I Social Network oggi sono un’arma a doppio taglio: permettono da un lato di diffondere la passione per il pugilato, ma dall’altra parte sono negativi quando fanno vedere soltanto l’arrivo e i ragazzi percepiscono un messaggio non veritiero. In realtà, bisognerebbe raccontare tutto quello che c’è dietro, proprio per far rendere conto tutti del fatto che i sacrifici fanno parte del percorso e che poi ti portano al miglior risultato, non sempre alla vittoria, ma al raggiungimento di un obiettivo.

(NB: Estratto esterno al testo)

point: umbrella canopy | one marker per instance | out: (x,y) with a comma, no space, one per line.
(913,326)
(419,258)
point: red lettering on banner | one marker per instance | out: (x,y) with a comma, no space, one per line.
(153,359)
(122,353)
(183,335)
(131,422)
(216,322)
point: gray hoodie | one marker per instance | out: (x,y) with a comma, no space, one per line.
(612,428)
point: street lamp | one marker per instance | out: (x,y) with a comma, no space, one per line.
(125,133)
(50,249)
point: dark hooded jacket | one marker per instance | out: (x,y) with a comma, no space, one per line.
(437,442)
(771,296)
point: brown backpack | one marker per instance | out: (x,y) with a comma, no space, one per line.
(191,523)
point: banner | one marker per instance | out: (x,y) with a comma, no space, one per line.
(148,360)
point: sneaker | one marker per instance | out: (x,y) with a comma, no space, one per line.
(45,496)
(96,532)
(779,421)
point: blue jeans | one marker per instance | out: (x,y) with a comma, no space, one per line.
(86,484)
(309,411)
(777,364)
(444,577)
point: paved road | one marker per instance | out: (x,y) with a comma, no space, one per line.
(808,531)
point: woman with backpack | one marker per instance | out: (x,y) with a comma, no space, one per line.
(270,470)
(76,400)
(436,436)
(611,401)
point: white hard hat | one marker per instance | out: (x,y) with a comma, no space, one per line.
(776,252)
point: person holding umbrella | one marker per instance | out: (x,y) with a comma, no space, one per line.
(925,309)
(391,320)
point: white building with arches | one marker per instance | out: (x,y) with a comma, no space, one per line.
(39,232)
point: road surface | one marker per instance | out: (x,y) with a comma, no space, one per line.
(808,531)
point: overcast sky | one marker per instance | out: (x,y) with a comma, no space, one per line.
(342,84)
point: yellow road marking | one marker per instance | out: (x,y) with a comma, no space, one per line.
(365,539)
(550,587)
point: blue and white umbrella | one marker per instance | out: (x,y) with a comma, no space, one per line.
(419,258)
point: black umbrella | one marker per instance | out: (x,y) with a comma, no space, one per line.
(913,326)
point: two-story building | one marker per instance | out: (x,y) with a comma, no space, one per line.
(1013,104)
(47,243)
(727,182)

I Social sono uno strumento importante, che però deve essere ben gestito. Io lo gestisco in prima persona, ci si può rivolgere ai professionisti, per affinare la tecnica o grafica, ma l’importante è il contenuto.

 

A tuo parere come è percepito in Italia questo sport e che consigli avresti per aumentarne la diffusione?

Le cose stanno migliorando. Proprio attraverso i Social, la Federazione e gli atleti si stanno facendo conoscere di più. Non stiamo procedendo ancora a pieno regime, perché ci vorrebbe un media più grande, come la tv e nuovi contenuti per avere un seguito sempre maggiore.

La presenza femminile in questo sport è aumentata?

La situazione è cambiata, non è più uno sport solo per uomini. Le palestre sono piene di atlete e la Federazione Italiana ha ottenuto ottimi risultati con le atlete donne che sono ultra competitive a livello internazionale. Anche a livello amatoriale, tante ragazze si avvicinano a questo sport, fin da piccole.

Il tuo percorso è molto legato a Roma e alla palestra della Montagnola. Sarebbe importante ricevere un riconoscimento dal Comune per incentivare il pugilato?

I riconoscimenti sono importanti per far conoscere alle persone alcune realtà, ma il riconoscimento più grande è vedere che i ragazzi siano contenti di trovare una loro strada attraverso lo sport e che si impegnino a diventare uomini, prima che campioni. Il Comune si potrebbe accorgere di questo dandogli ancora più spazio, che si traduce in più ragazzi che possano avere possibilità di costruire il proprio percorso.